Pandas has the following examples for how to store Series
, DataFrames
and Panels
in HDF5 files:
Prepare some data:
In [1142]: store = HDFStore('store.h5')
In [1143]: index = date_range('1/1/2000', periods=8)
In [1144]: s = Series(randn(5), index=['a', 'b', 'c', 'd', 'e'])

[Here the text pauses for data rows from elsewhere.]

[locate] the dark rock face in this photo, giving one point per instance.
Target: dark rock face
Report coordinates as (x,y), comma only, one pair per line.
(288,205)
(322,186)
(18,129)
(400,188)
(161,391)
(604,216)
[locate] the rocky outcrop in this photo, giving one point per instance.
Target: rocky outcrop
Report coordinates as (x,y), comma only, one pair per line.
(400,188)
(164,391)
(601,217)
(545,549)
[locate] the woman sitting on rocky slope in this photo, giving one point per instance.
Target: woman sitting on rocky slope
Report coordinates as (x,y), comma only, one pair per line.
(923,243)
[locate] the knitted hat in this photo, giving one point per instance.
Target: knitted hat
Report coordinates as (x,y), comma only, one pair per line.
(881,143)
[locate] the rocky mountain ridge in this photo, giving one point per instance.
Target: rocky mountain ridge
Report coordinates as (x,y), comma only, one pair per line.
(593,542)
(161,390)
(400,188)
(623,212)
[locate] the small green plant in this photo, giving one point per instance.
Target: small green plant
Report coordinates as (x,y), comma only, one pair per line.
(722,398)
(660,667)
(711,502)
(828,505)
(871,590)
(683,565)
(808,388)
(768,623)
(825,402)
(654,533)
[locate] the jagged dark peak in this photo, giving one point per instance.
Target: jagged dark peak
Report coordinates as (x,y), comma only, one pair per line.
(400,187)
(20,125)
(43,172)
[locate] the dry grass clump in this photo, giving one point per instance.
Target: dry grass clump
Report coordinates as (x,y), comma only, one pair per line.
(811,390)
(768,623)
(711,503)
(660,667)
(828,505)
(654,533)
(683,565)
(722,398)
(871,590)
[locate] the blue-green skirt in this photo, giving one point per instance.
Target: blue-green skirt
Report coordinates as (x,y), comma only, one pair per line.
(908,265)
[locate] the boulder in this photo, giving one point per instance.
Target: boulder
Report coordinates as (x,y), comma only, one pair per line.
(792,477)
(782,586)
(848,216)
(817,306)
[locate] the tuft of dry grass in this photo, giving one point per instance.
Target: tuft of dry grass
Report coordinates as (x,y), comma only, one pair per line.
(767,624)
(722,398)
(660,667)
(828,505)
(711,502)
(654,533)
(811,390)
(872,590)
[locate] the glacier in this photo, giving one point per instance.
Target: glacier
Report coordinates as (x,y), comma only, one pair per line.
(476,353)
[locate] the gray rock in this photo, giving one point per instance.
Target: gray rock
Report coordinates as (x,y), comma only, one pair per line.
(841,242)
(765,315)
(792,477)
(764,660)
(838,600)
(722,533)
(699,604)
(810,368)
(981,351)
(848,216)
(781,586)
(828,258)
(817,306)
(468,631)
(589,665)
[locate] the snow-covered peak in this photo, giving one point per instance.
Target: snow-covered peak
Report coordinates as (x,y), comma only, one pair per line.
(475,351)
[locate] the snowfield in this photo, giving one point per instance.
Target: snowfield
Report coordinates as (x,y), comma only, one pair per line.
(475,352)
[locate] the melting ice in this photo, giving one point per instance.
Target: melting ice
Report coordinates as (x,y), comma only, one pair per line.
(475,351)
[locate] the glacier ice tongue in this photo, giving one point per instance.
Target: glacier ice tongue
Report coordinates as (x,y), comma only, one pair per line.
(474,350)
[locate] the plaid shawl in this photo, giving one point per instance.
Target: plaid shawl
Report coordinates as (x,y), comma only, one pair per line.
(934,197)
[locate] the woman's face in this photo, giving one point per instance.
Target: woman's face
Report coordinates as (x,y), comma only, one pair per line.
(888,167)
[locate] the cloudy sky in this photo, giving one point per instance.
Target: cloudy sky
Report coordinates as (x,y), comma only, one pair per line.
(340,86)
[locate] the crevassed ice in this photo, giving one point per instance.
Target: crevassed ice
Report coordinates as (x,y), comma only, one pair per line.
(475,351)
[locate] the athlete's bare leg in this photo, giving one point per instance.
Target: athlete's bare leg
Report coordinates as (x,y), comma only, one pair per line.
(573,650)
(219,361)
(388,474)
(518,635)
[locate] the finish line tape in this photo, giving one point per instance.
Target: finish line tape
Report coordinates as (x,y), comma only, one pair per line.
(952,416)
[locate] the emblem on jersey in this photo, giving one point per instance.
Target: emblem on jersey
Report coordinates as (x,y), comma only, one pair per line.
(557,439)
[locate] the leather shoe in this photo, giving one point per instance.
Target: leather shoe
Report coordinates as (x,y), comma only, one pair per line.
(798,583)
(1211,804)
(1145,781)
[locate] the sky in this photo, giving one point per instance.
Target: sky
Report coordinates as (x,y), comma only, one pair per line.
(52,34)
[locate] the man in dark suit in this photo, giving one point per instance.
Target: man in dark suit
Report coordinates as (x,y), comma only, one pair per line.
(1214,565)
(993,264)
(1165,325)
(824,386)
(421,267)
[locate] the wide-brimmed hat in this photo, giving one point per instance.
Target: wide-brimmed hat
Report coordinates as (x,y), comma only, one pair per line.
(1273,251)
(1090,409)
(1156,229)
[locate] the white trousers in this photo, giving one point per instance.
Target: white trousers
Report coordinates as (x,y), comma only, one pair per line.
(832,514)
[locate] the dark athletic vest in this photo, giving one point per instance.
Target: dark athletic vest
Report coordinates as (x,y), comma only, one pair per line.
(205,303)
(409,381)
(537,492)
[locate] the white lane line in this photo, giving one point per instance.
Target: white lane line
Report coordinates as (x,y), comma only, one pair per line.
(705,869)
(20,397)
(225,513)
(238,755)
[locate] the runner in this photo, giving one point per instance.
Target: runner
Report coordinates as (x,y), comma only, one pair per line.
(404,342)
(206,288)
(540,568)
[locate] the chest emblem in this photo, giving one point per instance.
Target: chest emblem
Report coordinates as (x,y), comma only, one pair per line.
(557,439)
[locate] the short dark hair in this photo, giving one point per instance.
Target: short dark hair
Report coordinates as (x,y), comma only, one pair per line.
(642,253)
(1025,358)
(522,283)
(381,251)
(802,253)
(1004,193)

In [1145]: df = DataFrame(randn(8, 3), index=index,
......: columns=['A', 'B', 'C'])
......:
In [1146]: wp = Panel(randn(2, 5, 4), items=['Item1', 'Item2'],
......: major_axis=date_range('1/1/2000', periods=5),
......: minor_axis=['A', 'B', 'C', 'D'])
......:
Save it in a store:
In [1147]: store['s'] = s
In [1148]: store['df'] = df
In [1149]: store['wp'] = wp
Inspect what's in the store:
In [1150]: store
Out[1150]:
<class 'pandas.io.pytables.HDFStore'>
File path: store.h5
/df frame (shape->[8,3])
/s series (shape->[5])
/wp wide (shape->[2,5,4])
Close the store:
In [1151]: store.close()
Questions:
In the code above, when is the data actually written to disk?
Say I want to add thousands of large dataframes living in
.csv
files to a single.h5
file. I would need to load them and add them to the.h5
file one by one since I cannot afford to have them all in memory at once as they would take too much memory. Is this possible with HDF5? What would be the correct way to do it?The Pandas documentation says the following:
"These stores are not appendable once written (though you simply remove them and rewrite). Nor are they queryable; they must be retrieved in their entirety."
What does it mean by not appendable nor queryable? Also, shouldn't it say once closed instead of written?